The Quest for the Holy Grain - Best Brew Pubs








The Bath Brew House
14 James St W, Bath
Bath and North East Somerset BA1 2BX
United Kingdom
+44 1225 805609

The Bath Brew House is a long block from the busy tourist area of Bath.
It is the home to the James Street Brewery.

Only a block from the University, Bath Street Brew House has the makings of a kids bar - a long bar with lots of space with only a few mis-matched tables and seats.

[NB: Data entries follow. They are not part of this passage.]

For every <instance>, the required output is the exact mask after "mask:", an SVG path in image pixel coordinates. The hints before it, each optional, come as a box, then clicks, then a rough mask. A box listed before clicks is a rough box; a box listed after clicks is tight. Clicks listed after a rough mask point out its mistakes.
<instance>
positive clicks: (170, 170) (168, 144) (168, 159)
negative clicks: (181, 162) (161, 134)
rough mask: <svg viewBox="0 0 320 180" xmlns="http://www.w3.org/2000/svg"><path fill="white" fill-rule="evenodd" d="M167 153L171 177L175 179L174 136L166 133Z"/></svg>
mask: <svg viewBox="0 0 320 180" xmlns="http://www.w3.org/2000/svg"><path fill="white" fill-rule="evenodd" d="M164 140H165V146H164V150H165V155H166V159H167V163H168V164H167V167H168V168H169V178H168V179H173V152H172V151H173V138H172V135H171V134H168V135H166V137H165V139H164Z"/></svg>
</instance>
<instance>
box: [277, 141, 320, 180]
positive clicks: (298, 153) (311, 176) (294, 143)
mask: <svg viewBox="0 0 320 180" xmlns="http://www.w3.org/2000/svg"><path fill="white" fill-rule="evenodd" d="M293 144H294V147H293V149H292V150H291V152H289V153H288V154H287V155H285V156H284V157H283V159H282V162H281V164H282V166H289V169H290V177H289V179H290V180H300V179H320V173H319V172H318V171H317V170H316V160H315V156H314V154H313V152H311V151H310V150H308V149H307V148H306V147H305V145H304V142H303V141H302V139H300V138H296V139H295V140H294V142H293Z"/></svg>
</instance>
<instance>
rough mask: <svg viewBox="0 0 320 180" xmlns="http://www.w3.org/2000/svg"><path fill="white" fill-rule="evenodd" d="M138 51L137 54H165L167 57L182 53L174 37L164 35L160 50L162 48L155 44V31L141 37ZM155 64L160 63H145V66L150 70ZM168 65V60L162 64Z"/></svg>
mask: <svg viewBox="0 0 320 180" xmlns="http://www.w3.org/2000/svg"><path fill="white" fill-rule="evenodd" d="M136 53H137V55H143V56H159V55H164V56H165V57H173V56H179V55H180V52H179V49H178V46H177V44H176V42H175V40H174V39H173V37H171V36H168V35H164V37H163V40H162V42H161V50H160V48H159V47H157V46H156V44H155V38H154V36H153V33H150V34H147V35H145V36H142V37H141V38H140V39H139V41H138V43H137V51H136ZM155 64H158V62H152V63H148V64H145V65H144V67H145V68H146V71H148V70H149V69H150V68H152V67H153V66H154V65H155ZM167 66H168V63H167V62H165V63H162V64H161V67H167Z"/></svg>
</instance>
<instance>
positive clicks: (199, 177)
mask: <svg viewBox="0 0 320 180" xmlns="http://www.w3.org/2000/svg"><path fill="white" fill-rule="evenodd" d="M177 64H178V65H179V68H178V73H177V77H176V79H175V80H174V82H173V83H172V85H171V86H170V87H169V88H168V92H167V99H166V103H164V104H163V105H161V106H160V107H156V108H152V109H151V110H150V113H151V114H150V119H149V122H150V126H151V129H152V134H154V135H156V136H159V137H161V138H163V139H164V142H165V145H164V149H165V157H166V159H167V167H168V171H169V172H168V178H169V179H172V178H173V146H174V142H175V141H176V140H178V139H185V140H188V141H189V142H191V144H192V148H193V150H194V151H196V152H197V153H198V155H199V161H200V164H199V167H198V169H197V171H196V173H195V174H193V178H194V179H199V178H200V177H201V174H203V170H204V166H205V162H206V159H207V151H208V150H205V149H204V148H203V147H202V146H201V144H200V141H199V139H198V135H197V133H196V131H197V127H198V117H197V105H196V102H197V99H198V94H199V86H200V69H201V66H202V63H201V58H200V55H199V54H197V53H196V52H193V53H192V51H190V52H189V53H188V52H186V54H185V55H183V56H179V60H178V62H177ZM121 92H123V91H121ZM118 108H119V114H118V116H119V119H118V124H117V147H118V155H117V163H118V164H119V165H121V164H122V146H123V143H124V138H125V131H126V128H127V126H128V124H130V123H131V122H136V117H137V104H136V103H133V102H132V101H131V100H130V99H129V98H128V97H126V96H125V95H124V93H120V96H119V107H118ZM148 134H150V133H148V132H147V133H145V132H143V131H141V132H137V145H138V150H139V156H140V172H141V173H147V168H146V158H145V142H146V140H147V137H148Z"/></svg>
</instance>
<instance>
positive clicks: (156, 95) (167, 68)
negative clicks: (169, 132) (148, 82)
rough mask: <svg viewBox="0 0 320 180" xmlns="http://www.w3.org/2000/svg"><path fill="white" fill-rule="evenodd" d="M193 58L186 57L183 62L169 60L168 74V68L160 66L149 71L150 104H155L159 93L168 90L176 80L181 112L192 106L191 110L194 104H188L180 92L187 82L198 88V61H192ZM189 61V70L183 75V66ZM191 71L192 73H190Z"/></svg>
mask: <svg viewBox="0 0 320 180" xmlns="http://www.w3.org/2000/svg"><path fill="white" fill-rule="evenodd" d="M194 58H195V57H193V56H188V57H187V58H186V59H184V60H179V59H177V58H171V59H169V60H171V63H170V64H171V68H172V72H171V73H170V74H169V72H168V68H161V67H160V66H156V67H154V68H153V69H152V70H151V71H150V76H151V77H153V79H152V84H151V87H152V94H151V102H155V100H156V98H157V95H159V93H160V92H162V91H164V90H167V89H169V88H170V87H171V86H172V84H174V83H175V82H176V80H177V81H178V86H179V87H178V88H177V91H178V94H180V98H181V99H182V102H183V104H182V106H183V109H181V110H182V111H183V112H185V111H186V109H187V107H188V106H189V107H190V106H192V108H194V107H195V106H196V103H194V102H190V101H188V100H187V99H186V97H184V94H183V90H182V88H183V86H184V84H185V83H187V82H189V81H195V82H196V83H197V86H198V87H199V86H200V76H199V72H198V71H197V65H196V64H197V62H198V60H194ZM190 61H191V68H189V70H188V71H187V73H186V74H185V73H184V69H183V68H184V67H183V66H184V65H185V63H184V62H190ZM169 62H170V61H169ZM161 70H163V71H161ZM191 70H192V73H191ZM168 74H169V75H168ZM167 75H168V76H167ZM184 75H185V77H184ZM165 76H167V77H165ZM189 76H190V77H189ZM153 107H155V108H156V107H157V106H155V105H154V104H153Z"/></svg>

Around the corner of the long bar is a kitchen, and adjacent to that is a dining area.
Bath Brew House has 4 of their own beers on tap, including their two signature beers, Emperor and Gladiator.
Additionally, Bath Brew House has about 20 guest casks and kegs from which to choose.
As their ad says, " If you find a favourite you can take a litre growler of any of our ales home with you for a tenner! "
At 5:00pm, this Questor was the only customer.
Brewery tours are given each day at 12 PM and 5 PM for 5 per person.




Temple Brew House
46 Essex St
London WC2R 3JF
United Kingdom
+44 20 7936 2536

The Temple Brew House, located in the Temple district, is the closest brewpub to Buckingham Palace in London.
According to their mission statement, the goals of Temple Brew House are threefold: " to make great beer, to enjoy making great beer, and to bring everyone else along for the ride." 
Although the place itself is a bit dingy, it's in a very nice neighborhood about a block from the tourist part of the Thames.
The décor is "college student basement", with mismatched furniture and steel pipe-framed dividers.
The pub grub menu is not expensive and is pretty tasty with large portions.
Temple Brew House is home to the Essex Street Brewing Company, and their beers have to travel only 15 feet from the tank to your glass.
The wide room has the bar midway back, with the brewing operation behind.
They have 6 of their own beers on cask, and about 15 guest kegs.





The Earl of Essex
25 Danbury St
London N1 8LE
United Kingdom
+44 20 7424 5828

Another stop in the beer-friendly area of Islington in London, is The Earl Of Essex (Earl's Brewery).
It's a normal-sized pub; a large room with a bar along the rear and an uncrowded seating area.
Earl of Essex is billed as "Islington's first brew pub and home to Earl's Brewery."
When asked,
"What beers are brewed here ?"
the bartender replied,
"None...the brewer left."
He pointed out that there was still a house IPA.
So, for now, The Earl of Essex offers about 14 guest taps.
The pub grub is decent and not expensive.






Brewhouse & Kitchen - Islington
Torrens Street,
T: 0207 837 9421

The Islington area of London has many good places to drink beer.
The first place one would try is the Brewhouse & Kitchen brewpub which backs up to the Underground stop.
Brewhouse & Kitchen has about 10 locations in the kingdom, and, in their own words, are..." passionate about many things: fanatical about craft beer, obsessed about finding interesting bottled beers to add to our vast range... to give you a tantalising pub experience with a modern twist."
It's a large and spacious place; crowded, lots of noise and lots of beer.
Smokers go outside, and take their drinks with them, so it tends to be noisy and crowded outside, too.
No seats at the bar...that would impede
one 's bar access. But there are plenty of tables and alcoves in which to duck and get out of the way.
Brewhouse & Kitchen serves 4 of their own beers and have about 20 guest taps, including several American beers.
They have a menu, but we observed no one eating.